You can create a clustering index on a partitioned table using
any clustering key. The database server attempts to use the clustering
index to cluster data locally within each data partition. During a
clustered insert operation, an index lookup is performed to find a
suitable record identifier (RID). This RID is used as a starting point
in the table when looking for space in which to insert the record.
To achieve optimal clustering with good performance, there should
be a correlation between the index columns and the table partitioning
key columns. One way to ensure such correlation is to prefix the index
columns with the table partitioning key columns, as shown in the following
example:
partition by range (month, region)
create index...(month, region, department) cluster
Although the database server does not enforce this correlation,
there is an expectation that all keys in the index will be grouped
together by partition IDs to achieve good clustering. For example,
suppose that a table is partitioned on QUARTER and a clustering index
is defined on DATE. There is a relationship between QUARTER and DATE,
and optimal clustering of the data with good performance can be achieved
because all keys of any data partition are grouped together within
the index.
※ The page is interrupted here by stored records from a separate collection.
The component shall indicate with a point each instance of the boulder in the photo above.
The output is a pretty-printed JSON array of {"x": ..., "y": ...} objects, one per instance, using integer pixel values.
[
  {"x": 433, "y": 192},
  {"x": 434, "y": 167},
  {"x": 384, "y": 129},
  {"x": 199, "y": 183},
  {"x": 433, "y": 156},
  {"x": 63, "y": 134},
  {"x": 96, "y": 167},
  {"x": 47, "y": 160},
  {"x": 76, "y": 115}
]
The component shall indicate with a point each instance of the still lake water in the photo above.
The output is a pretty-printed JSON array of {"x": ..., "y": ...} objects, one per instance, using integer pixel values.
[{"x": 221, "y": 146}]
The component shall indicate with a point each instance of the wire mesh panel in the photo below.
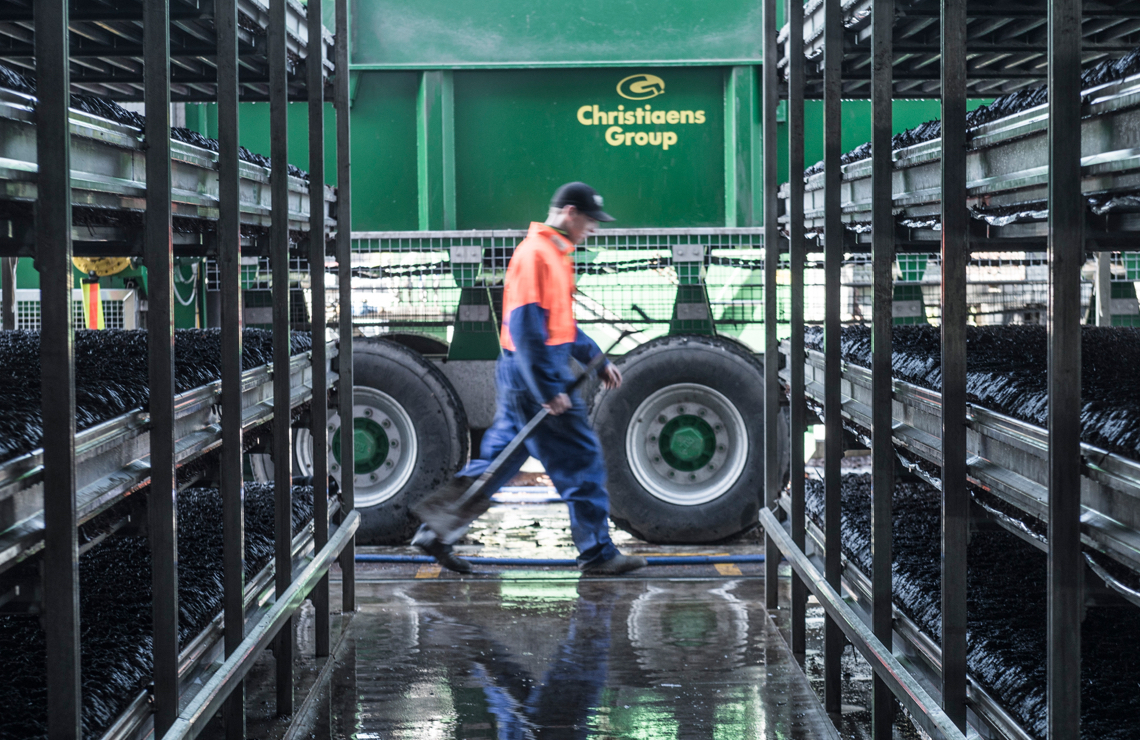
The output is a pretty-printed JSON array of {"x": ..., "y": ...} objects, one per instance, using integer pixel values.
[{"x": 430, "y": 283}]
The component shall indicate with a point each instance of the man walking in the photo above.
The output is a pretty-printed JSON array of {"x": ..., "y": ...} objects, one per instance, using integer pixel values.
[{"x": 538, "y": 338}]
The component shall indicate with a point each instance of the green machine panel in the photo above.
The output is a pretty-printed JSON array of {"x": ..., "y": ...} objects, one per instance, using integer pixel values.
[
  {"x": 651, "y": 140},
  {"x": 389, "y": 34}
]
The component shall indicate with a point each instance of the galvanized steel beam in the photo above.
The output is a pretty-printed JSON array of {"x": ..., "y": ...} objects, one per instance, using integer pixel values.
[
  {"x": 882, "y": 258},
  {"x": 318, "y": 409},
  {"x": 797, "y": 257},
  {"x": 772, "y": 472},
  {"x": 832, "y": 262},
  {"x": 344, "y": 283},
  {"x": 206, "y": 701},
  {"x": 1066, "y": 257},
  {"x": 159, "y": 257},
  {"x": 955, "y": 254},
  {"x": 57, "y": 368},
  {"x": 904, "y": 685},
  {"x": 283, "y": 421}
]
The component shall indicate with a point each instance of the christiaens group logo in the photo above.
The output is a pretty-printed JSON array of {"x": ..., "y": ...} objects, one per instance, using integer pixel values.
[
  {"x": 641, "y": 87},
  {"x": 618, "y": 121}
]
Figure 1 shows that
optimal scan performance is achieved only when clustering correlates
with the table partitioning key.
Benefits of clustering include:
- Rows are in key order within each data partition.
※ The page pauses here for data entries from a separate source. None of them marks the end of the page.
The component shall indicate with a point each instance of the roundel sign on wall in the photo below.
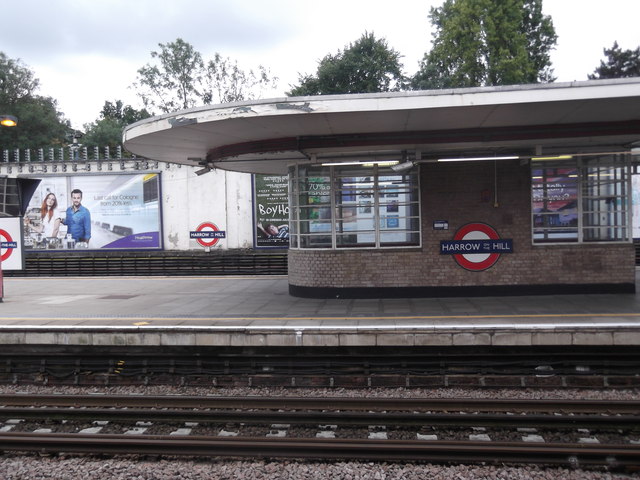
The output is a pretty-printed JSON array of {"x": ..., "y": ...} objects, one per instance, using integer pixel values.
[
  {"x": 207, "y": 234},
  {"x": 7, "y": 244},
  {"x": 476, "y": 246}
]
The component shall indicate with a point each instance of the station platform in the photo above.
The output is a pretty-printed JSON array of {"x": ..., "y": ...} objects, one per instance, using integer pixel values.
[{"x": 258, "y": 311}]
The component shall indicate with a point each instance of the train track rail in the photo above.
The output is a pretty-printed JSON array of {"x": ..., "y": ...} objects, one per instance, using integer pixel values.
[
  {"x": 317, "y": 367},
  {"x": 577, "y": 455},
  {"x": 350, "y": 412}
]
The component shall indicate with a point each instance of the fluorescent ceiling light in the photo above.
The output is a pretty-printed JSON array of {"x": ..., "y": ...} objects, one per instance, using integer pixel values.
[
  {"x": 554, "y": 157},
  {"x": 471, "y": 159},
  {"x": 382, "y": 163},
  {"x": 386, "y": 163}
]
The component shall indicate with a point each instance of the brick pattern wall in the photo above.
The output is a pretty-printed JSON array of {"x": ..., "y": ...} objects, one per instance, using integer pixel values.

- Clustering indexes improve the performance of scans that traverse the table in key order, because the scanner fetches the first row of the first page, then each row in that same page before moving on to the next page. This means that only one page of the table needs to be in the buffer pool at any given time. In contrast, if the table is not clustered, rows are likely fetched from different pages. Unless the buffer pool can hold the entire table, most pages will likely be fetched more than once, greatly slowing down the scan.
If the clustering key is not correlated with the table partitioning key, but the data is locally clustered, you can still achieve the full benefit of the clustered index if there is enough space in the buffer pool to hold one page of each data partition. This is because each fetched row from a particular data partition is near the row that was previously fetched from that same partition (see the second example in Figure 1).